As the project manager of Second Chances, this captivating and flagrant personality invariably comes with the territory. You can’t exactly sell yourself as an NPO committed to “empower women and children…that are healed (mentally and emotionally) through upliftment from traumas brought about by abuse” when you take yourself too seriously. When you’re all uptight, bland and out of step with your mostly youthful target audience.
Long before the official founding of Second Chances, Bhuka was a footsoilder activist with a bone to grind against the nationwide scourge of gender-based violence (GBV). A survivor of GBV herself, one particularly gruesome incident that unnerved her was the senseless rape of an 8-year old girl around 2018 by her reckoning. That crime gratuitously brought the point home for her.

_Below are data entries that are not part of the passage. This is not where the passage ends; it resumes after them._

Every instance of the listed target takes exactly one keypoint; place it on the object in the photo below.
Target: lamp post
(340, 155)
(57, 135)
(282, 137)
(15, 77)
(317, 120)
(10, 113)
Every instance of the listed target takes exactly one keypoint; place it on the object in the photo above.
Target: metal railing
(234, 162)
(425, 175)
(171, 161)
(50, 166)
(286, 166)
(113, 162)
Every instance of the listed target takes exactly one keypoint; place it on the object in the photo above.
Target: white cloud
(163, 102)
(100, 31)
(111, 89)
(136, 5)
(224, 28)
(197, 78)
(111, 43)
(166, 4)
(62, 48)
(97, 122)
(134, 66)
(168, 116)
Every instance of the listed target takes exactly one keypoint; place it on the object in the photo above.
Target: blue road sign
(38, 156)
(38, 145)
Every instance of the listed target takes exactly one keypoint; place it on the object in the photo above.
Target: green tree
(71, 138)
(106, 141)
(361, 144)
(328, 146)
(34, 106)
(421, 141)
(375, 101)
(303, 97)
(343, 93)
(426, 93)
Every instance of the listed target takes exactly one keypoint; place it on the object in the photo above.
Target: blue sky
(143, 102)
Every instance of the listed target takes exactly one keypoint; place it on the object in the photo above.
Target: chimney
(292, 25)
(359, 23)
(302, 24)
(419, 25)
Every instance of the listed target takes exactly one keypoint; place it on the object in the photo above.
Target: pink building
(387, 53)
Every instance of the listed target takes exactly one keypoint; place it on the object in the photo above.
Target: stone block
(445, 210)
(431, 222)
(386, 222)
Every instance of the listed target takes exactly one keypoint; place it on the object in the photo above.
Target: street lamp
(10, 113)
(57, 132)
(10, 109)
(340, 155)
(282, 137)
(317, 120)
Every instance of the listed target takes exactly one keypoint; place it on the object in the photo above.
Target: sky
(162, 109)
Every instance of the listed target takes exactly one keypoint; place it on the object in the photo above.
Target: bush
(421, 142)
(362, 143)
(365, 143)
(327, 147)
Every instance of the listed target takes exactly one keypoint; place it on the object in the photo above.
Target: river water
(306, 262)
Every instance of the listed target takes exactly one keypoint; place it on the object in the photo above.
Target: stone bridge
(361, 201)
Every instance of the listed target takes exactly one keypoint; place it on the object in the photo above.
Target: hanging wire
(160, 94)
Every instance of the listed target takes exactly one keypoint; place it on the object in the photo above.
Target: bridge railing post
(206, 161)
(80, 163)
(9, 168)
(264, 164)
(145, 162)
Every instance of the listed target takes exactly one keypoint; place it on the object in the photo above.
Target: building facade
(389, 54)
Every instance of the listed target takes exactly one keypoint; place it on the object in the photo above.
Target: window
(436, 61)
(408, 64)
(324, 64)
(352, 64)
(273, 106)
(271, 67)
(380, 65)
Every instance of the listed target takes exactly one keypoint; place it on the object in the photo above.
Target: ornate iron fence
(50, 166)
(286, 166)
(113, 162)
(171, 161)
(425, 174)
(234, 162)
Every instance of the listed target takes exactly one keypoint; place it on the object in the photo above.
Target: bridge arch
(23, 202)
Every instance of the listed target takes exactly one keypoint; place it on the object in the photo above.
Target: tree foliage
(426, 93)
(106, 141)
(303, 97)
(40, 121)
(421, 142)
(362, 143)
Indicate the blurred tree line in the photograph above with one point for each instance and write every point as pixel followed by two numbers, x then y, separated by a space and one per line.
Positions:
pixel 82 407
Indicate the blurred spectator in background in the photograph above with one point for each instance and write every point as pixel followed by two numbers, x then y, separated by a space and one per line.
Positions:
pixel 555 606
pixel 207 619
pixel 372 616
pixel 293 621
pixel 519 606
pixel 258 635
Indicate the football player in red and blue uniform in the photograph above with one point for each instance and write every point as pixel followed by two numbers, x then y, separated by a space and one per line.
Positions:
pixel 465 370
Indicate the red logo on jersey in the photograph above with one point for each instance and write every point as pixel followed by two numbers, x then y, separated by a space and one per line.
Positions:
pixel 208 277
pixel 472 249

“When that incident happened,” she says, “everybody was crying for justice, that justice must be served on those who did this to the child. But my thinking immediately went to the child herself. What would happen to her in terms of her emotions? The guy (offender) would go to jail but the damage done to that child can never be undone.”
Thenceforth she would exert all her energies towards establishing Second Chances which “focuses on the victims, their mental wellness…helping them deal with the trauma of what they’ve gone through.”

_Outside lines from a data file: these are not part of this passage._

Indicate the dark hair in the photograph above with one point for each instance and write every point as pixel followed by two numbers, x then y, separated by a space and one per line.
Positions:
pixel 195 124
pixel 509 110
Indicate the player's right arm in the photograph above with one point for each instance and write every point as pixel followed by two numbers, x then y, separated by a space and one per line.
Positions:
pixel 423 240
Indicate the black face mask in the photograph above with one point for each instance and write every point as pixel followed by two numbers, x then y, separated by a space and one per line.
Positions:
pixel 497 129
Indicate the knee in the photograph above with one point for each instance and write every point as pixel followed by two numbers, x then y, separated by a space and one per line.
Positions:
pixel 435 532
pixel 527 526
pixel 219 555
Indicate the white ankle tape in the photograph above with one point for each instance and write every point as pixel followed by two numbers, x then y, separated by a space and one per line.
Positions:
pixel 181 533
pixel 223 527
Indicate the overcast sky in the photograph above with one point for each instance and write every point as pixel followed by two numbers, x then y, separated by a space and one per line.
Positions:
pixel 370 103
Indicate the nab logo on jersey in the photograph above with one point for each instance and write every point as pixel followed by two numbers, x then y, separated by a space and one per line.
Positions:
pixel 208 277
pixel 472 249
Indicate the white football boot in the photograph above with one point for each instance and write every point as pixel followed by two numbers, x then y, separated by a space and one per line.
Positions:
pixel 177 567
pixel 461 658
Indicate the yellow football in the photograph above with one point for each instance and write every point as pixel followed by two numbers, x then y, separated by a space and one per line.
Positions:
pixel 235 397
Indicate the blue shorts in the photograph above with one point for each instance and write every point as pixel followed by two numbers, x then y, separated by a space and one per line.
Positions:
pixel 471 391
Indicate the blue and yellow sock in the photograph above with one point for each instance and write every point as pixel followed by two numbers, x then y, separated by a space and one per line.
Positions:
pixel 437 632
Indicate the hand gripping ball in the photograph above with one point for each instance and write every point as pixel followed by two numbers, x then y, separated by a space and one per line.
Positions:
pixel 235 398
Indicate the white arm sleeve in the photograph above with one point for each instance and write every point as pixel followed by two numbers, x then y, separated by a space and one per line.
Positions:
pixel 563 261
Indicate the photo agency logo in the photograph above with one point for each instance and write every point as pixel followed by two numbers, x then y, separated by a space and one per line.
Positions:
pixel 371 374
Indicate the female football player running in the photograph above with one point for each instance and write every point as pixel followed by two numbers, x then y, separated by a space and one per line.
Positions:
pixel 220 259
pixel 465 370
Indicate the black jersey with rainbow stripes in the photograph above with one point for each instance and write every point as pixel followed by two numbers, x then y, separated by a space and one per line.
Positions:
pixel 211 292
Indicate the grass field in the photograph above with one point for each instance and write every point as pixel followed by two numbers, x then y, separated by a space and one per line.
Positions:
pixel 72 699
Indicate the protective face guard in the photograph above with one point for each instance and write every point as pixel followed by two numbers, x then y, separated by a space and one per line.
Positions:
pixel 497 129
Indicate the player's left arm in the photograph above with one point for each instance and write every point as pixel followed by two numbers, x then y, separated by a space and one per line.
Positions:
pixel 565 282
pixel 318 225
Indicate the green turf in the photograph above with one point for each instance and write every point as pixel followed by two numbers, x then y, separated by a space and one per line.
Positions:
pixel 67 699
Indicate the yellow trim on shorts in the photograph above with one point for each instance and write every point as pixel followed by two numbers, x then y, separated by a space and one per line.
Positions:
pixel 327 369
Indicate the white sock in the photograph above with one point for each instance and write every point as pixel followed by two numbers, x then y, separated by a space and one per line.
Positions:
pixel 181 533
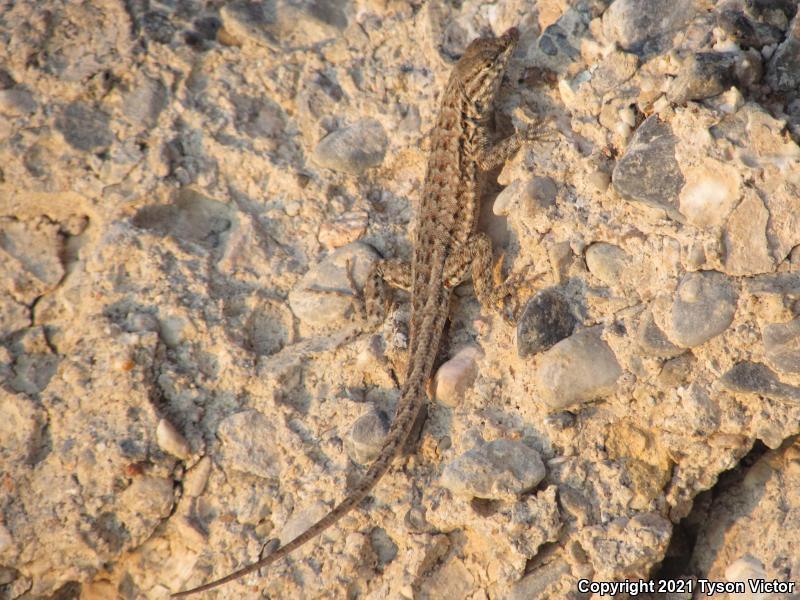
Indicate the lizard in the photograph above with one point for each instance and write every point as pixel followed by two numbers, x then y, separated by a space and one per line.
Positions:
pixel 447 248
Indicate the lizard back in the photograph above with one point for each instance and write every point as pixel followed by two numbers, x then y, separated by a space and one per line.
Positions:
pixel 446 217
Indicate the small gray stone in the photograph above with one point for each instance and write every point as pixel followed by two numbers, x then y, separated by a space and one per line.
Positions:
pixel 652 340
pixel 745 238
pixel 782 345
pixel 532 197
pixel 755 378
pixel 322 298
pixel 248 444
pixel 676 371
pixel 145 101
pixel 576 370
pixel 157 26
pixel 783 69
pixel 171 440
pixel 632 23
pixel 615 69
pixel 366 437
pixel 648 172
pixel 545 321
pixel 704 306
pixel 607 262
pixel 702 75
pixel 251 21
pixel 501 469
pixel 747 32
pixel 353 149
pixel 540 194
pixel 85 128
pixel 17 102
pixel 774 283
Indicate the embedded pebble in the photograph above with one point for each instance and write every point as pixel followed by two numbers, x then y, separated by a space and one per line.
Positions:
pixel 194 483
pixel 599 181
pixel 21 428
pixel 648 172
pixel 366 437
pixel 635 542
pixel 171 441
pixel 746 568
pixel 747 32
pixel 346 228
pixel 148 497
pixel 783 69
pixel 652 340
pixel 16 102
pixel 301 520
pixel 190 533
pixel 545 321
pixel 632 23
pixel 755 378
pixel 145 101
pixel 456 376
pixel 703 75
pixel 746 247
pixel 353 149
pixel 615 69
pixel 507 197
pixel 248 444
pixel 704 306
pixel 501 469
pixel 323 297
pixel 578 369
pixel 676 371
pixel 782 345
pixel 607 262
pixel 539 194
pixel 85 128
pixel 249 21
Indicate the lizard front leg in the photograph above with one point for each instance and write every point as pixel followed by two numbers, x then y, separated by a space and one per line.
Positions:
pixel 385 273
pixel 491 155
pixel 476 258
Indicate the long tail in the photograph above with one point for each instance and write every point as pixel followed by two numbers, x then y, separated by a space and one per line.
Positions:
pixel 410 403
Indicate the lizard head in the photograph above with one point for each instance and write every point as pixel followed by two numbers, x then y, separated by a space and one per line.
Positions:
pixel 480 70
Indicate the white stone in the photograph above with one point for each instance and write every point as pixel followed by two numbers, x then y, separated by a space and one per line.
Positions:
pixel 455 377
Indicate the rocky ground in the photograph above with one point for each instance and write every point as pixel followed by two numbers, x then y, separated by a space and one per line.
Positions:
pixel 182 183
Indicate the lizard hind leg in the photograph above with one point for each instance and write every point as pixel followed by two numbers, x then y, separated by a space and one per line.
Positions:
pixel 490 287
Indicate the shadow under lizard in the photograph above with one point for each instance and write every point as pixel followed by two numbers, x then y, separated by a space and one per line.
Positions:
pixel 446 250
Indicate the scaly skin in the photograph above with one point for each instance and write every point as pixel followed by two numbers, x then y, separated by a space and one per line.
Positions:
pixel 445 248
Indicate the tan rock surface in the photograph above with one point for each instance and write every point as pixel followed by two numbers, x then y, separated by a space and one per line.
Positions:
pixel 174 229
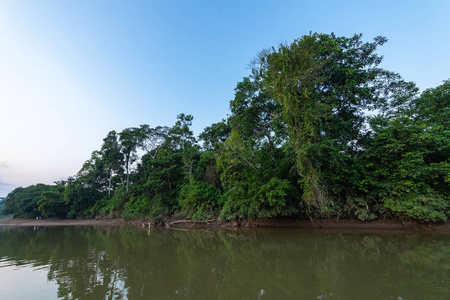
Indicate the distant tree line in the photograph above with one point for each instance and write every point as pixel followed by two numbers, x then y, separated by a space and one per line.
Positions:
pixel 317 129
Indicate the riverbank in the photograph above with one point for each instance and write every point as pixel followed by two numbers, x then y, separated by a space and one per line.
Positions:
pixel 315 224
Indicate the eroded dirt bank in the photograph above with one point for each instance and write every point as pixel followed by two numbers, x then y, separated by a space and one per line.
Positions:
pixel 315 224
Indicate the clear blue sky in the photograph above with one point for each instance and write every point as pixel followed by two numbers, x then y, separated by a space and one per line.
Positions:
pixel 71 71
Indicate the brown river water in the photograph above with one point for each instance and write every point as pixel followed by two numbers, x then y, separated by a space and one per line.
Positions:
pixel 133 263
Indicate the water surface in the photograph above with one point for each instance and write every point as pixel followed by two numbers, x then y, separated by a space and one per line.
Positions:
pixel 133 263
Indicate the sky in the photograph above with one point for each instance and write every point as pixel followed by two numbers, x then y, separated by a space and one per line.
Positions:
pixel 71 71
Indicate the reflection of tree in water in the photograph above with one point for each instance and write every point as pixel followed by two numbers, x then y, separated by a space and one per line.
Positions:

In its conception in 2019, it was little more than a roundtable support group. But with gradual funding, Bhuka was able to rope in two social workers, fieldworkers, a finance intern and some administration personnel. Nowadays they offer free counseling, are proactive in that they don’t wait for victims to come to them instead they go around schools preaching the gospel of child abuse prevention, psychosocial intervention, mediating with offenders and victims to bring about some form of reconciliation amongst an array of other services.
So amicable have their relations, in particular with the school community been, that today (17 September) they decided to invite mostly girl-children from four different schools to a small after-school soiree.
The hired DJ amped behind the decks, his song selection of popular hits reverberating through the town hall and the children noticeably itching to let loose – it was clearly about to go down! Though it was mission impossible to judge who had the best moves on the day, we’ll put our head on the chopping block and say they were all pretty awesome. Otherwise why else could the audience’s cheering be heard as far as two blocks down the ever-bustling Church Street?
But the clincher for everybody was just about to come. Recognising the material difficulties often faced by learners and that often result in high drop-out levels, the NPO had some new school uniforms to hand out to those in dire need of them. The young smiles widened even further when 120 dignity bags consisting of cosmetics and sanitary towels were dished out to all in sundry.
Some keynote figures had availed themselves on the day. These included, inter alia, Mr Zukisani George from Sisterhood Heroines, ANCYL Regional Chairperson Andile Pololo, Government Communications and Information Services Thenjiwe Konono and Social Crime Coordinator Mrs Nomathamsanqa Nkabi.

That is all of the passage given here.